La distribution des droits de propriété (Claval, 1982) reflète les formes d’architecture sociale qui dominent dans tel ou tel groupe. Selon le système de succession, les acquis sont transmis de génération en génération (par dévolution au fils aîné, par exemple), ou remis en cause par le partage égalitaire entre les héritiers et par le prélèvement de droits élevés : cet aspect de la culture est déterminant pour comprendre la répartition des décideurs dans un milieu donné.
Décisions politiques et expression des préférences culturelles
Les droits dont disposent les gens sur les biens, les terrains et les immeubles ne résultent pas simplement du jeu des mécanismes économiques et du poids des inégalités transmises par héritage. Leur définition dépend de décisions politiques.

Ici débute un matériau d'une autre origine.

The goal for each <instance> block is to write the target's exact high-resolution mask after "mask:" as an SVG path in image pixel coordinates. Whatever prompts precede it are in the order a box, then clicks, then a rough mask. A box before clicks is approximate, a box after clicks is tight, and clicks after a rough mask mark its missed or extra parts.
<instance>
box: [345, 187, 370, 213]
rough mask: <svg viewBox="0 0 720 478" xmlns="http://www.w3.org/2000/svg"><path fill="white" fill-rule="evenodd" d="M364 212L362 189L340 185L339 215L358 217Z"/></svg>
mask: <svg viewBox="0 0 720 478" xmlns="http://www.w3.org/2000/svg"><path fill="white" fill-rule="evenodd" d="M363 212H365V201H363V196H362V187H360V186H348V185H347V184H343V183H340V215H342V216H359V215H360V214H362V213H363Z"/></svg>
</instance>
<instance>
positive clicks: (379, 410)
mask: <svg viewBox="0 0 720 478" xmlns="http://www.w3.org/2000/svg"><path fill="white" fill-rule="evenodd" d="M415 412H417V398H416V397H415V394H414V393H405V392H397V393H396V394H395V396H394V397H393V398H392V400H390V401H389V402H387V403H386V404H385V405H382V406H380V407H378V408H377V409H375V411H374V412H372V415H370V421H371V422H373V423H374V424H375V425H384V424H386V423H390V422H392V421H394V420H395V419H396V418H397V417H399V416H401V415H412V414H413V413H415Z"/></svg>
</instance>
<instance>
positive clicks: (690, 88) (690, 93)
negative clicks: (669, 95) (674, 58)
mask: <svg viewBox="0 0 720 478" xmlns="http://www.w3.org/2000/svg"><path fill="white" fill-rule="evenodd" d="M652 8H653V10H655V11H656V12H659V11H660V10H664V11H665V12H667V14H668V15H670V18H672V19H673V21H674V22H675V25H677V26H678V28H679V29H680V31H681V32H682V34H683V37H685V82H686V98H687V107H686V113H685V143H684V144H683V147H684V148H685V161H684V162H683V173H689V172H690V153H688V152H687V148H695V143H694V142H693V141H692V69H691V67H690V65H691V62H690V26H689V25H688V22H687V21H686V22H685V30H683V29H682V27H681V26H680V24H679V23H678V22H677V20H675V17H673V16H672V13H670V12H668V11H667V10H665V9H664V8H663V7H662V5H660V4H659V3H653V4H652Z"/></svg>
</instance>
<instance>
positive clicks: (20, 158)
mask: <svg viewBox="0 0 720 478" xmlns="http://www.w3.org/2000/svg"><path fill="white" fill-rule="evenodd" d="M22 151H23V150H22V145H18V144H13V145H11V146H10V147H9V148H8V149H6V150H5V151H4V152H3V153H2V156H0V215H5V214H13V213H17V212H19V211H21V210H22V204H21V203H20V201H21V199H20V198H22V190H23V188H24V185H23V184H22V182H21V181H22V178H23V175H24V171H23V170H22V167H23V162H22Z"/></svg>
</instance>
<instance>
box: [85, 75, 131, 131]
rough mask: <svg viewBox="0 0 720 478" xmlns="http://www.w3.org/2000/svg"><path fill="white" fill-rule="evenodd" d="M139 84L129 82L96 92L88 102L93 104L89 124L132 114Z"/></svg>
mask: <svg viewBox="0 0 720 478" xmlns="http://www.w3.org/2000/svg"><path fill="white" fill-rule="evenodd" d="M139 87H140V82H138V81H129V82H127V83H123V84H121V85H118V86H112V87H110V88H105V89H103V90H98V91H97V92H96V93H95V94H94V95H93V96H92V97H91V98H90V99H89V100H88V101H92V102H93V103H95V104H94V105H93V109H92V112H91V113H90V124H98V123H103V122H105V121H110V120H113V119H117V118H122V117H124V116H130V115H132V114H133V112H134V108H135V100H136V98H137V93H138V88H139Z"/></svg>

Il ne suffit pas que les mouvements d’inspiration chrétienne prônent l’exploitation familiale pour que celle-ci s’impose dans les campagnes : il faut la favoriser en donnant aux fermiers et aux métayers un statut stable, éviter l’émiettement des héritages qui résulte normalement du jeu des successions égalitaires dans les zones de petite propriété, créer des institutions de crédit qui ouvrent aux petits agriculteurs l’accès à des prêts de faible coût, et multiplier les coopératives d’approvisionnement ou de commercialisation.

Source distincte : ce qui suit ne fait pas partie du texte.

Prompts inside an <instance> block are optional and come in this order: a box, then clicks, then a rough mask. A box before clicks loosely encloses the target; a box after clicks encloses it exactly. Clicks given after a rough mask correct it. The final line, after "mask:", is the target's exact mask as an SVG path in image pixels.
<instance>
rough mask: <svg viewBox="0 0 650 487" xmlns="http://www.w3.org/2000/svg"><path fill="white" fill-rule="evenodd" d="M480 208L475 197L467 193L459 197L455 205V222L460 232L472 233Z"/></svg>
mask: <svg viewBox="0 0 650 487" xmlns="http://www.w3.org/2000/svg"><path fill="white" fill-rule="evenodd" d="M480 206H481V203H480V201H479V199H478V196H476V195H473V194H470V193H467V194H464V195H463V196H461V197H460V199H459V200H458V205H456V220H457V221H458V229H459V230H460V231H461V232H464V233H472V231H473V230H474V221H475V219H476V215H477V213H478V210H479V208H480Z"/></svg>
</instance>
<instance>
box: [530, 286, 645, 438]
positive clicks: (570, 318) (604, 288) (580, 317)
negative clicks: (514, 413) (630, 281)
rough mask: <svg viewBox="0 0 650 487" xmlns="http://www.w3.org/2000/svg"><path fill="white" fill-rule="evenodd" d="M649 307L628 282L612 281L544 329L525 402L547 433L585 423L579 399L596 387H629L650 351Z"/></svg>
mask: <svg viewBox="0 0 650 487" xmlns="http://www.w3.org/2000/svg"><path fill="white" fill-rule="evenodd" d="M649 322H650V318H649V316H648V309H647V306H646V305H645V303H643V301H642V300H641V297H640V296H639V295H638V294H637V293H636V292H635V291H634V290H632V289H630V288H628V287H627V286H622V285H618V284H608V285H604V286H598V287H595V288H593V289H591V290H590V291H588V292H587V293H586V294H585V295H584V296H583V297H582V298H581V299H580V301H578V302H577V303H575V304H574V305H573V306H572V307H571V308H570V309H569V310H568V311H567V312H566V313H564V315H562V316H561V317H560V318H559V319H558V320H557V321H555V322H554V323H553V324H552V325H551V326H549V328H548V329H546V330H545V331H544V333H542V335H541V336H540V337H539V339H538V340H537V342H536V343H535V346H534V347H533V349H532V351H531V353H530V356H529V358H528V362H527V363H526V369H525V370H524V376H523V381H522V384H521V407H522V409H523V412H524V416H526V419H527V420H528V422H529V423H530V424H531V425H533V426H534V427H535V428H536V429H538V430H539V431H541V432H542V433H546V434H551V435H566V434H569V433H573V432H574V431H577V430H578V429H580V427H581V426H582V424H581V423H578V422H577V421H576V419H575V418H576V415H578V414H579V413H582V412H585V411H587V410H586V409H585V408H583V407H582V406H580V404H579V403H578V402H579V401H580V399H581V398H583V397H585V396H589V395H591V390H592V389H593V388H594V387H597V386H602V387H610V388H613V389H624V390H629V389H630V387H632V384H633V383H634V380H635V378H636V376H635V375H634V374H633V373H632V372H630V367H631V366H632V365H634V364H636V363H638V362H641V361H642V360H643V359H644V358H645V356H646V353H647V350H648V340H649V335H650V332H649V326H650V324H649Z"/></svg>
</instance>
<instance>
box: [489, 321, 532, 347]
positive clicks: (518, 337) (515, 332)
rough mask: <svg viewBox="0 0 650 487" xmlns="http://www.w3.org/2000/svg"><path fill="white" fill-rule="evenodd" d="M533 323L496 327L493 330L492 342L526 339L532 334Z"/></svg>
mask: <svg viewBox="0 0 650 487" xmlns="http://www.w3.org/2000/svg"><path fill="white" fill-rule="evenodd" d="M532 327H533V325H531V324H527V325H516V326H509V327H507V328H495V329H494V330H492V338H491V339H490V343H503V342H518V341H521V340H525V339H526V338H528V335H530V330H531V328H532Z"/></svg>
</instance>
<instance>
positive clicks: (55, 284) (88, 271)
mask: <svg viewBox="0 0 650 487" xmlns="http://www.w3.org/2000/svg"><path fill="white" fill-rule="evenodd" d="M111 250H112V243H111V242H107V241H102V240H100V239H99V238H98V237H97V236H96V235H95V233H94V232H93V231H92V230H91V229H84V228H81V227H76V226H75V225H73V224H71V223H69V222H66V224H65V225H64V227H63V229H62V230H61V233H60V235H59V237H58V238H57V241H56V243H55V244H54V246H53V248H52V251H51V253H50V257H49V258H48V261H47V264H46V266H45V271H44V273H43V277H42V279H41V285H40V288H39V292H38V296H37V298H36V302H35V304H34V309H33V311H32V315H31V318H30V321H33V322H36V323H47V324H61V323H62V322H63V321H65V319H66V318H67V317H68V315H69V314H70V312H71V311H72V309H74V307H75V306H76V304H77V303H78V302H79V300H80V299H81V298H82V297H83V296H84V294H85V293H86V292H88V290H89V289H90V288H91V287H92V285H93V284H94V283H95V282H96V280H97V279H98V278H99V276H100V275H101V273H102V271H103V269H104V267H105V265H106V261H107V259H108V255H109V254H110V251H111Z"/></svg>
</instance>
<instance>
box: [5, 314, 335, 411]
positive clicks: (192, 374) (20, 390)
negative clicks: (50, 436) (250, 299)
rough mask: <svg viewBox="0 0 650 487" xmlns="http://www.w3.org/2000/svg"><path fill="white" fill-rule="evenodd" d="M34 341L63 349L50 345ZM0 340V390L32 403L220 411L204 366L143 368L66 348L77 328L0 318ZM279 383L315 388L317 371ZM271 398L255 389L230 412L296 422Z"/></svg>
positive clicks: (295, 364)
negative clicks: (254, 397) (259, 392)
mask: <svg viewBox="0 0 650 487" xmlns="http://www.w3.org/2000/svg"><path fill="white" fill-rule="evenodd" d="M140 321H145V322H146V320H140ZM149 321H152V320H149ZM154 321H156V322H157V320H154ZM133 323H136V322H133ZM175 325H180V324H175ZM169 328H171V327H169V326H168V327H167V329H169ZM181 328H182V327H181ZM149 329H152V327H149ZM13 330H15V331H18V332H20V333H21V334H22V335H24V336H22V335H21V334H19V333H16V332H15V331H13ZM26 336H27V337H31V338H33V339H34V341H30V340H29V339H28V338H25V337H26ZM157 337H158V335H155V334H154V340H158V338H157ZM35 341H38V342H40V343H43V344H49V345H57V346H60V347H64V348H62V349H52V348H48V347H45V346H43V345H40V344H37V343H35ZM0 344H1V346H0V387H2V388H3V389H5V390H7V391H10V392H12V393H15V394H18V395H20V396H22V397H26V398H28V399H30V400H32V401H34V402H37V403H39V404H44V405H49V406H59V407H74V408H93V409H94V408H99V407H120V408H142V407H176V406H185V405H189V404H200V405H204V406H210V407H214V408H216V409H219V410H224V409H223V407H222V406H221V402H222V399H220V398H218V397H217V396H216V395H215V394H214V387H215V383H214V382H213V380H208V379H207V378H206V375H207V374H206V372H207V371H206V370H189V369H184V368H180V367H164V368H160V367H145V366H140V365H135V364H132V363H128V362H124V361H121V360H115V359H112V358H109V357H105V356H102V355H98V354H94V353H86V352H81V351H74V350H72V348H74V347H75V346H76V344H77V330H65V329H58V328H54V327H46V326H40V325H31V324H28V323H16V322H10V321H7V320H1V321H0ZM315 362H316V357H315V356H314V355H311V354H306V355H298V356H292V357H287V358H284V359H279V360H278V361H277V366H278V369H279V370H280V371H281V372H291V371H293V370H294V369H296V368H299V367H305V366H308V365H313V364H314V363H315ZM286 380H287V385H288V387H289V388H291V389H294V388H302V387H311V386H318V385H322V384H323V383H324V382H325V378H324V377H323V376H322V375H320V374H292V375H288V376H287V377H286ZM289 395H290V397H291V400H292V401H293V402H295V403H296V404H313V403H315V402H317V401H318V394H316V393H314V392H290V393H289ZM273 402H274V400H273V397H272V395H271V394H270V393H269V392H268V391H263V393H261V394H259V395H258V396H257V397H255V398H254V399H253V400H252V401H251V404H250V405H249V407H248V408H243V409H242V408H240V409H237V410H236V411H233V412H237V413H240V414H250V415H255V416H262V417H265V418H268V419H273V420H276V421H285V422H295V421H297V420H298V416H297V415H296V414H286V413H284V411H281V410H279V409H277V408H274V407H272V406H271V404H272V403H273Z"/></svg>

Le développement des zones urbaines de basse densité implique la mise en place de réseaux de transport en commun, la définition de tarifs qui rendent les migrations alternantes accessibles aux petits revenus, et la création d’un système de prêts hypothécaires qui élargisse à une large partie du groupe social l’accès à la propriété, etc.
Les préférences culturelles ne s’inscrivent dans l’espace qu’à travers la mise en place de contextes institutionnels adéquats : leur expression passent par des choix politiques. Si les citadins de beaucoup de pays européens se sont longtemps entassés dans des zones de forte densité, ce n’était pas parce qu’ils aspiraient à ce type d’habitat et aux formes de vie qui lui étaient liées ; c’est que le système de promotion immobilière et le marché foncier avaient été ainsi définis par le gouvernement qu’ils ne pouvaient fournir dans de bonnes conditions des maisons individuelles à bas prix.
L’expression spatiale des préférences culturelles n’est possible qu’à travers l’instauration par les instances politiques d’un environnement légal favorable. Elle dépend aussi de la répartition des compétences et des formes que revêt la division du travail.